Pubblicato su Politica Domani Num 48/49 - Giu/Lug 2005

Lavoro e tutele in Cina
Un cammino ancora difficile
Il paese si apre all'occidente ma restano mille chiusure in fatto di diritti sindacali

di Giacomo Virgilio

Li Yongli è un giovane disabile cinese. Non ha avuto grandi soddisfazioni dal punto di vista lavorativo. È stato assunto una sola volta per un lavoro provvisorio di dieci mesi, senza reddito mensile. Senza altre fonti di sostentamento economico, Li è vissuto in estrema povertà fino al 1999, anno in cui ha ottenuto la pensione della previdenza sociale di Beijing. Questa equivale allo stipendio minimo assegnato ai residenti della capitale. Yongli fa parte di quel gruppo di emarginati della società.
Ora, agli inizi del ventunesimo secolo, la Cina, al pari degli altri paesi asiatici, ha deciso di mettere in discussione il proprio sistema di organizzazione del lavoro.

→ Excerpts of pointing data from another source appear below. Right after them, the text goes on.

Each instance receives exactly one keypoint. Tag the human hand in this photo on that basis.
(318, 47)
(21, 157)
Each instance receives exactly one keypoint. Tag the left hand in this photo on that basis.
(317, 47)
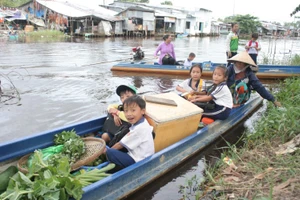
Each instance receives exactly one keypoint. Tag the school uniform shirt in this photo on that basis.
(252, 81)
(187, 63)
(222, 95)
(252, 44)
(187, 85)
(139, 141)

Le condizioni di vita delle persone svantaggiate, sono state discusse durante la V Sessione del IX Congresso Nazionale Popolare (NPC).

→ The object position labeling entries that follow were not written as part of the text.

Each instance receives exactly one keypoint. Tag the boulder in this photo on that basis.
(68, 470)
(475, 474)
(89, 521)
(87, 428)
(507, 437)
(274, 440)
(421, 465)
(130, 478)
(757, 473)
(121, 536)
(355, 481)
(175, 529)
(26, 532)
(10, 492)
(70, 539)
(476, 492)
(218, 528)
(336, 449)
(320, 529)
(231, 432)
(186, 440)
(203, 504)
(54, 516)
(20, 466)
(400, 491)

Il Primo Ministro Zhu Rongji ha messo a fuoco (nel "Rapporto del Governo sul Lavoro") la necessità di inserire i disabili nel mondo del lavoro.

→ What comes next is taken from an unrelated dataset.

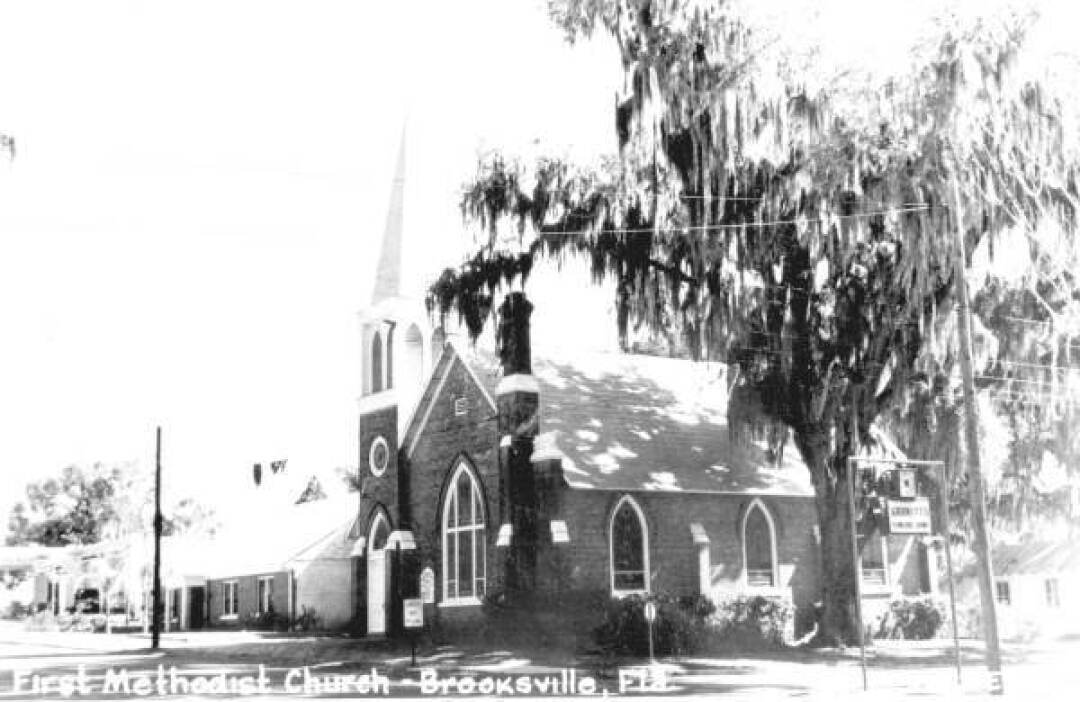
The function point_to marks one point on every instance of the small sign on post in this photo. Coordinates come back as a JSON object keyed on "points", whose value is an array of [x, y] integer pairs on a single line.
{"points": [[413, 612], [413, 616], [650, 616], [428, 586], [908, 516]]}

In Cina il termine "svantaggiato" si riferisce ad un sostanzioso gruppo di persone composto di disabili, disoccupati ed anziani senza un reddito fisso. Le condizioni di vita, di lavoro e d'assistenza medica di questo gruppo creano molte preoccupazioni. Il sistema d'assistenza deciso dal sistema di prevenzione sociale nel 1997 garantisce un tenore di vita minimo ai residenti delle città. È stato creato un ombrello protettivo nel quale sono stati raccolti i gruppi di persone svantaggiate. Come Li Yongli, molti beneficiari dell'assegno sociale, condividono però l'opinione che il supporto morale ricevuto dagli organi di assistenza sociale sia stato molto più consistente di quello economico e materiale.
Zhang Zuoyi, Ministro del Lavoro e della Prevenzione Sociale, ha affermato che a seguito dell'aumento del numero degli svantaggiati, l'amministrazione centrale ha deciso di stanziare più fondi per l'assistenza sociale, per assicurare a tutti i bisognosi residenti nelle città un tenore di vita minimo.
Di recente Pechino sembra voler dare agli operai un'immagine di sé più amica. Il premier Wen Jiabao, ha promesso di prendere in considerazione i problemi della sicurezza sul lavoro e dei salari non pagati. Sono problemi che affliggono decine di milioni di cinesi. Ciononostante la Cina ha annullato un incontro internazionale che doveva aver luogo in questi giorni. Si doveva discutere del rispetto dei diritti dei lavoratori e il seminario era organizzato in collaborazione con l' OCSE (Organizzazione per la Cooperazione e lo Sviluppo Economico). Era prevista la partecipazione di oltre 80 rappresentanti di governi, sindacati e uomini d'affari provenienti da più di 30 paesi. Evidentemente gli organizzatori hanno avuto la percezione di perdere il controllo del Convegno. Hanno proceduto in gran fretta all'annullamento dei visti ai partecipanti stranieri e hanno preferito rimandare il tutto a tempi migliori. Il sospetto è che il governo non gradisca nella capitale sindacalisti stranieri che parlano di diritti degli operai, di standard di sicurezza e sanità, di lavoro minorile e di discriminazione. Il sindacato unico governativo, retaggio dell'economia collettivista cinese, non è in grado di lottare per gli operai, schiacciati ora da un'economia capitalista sempre più aggressiva. Le autorità proibiscono la nascita di sindacati liberi. I minimi salariali, gli orari di lavoro, gli standard sanitari e di sicurezza, tutte queste regole sono spesso infrante. Inevitabile, allora, che le tensioni sociali aumentino, nonostante lo sviluppo economico a due cifre.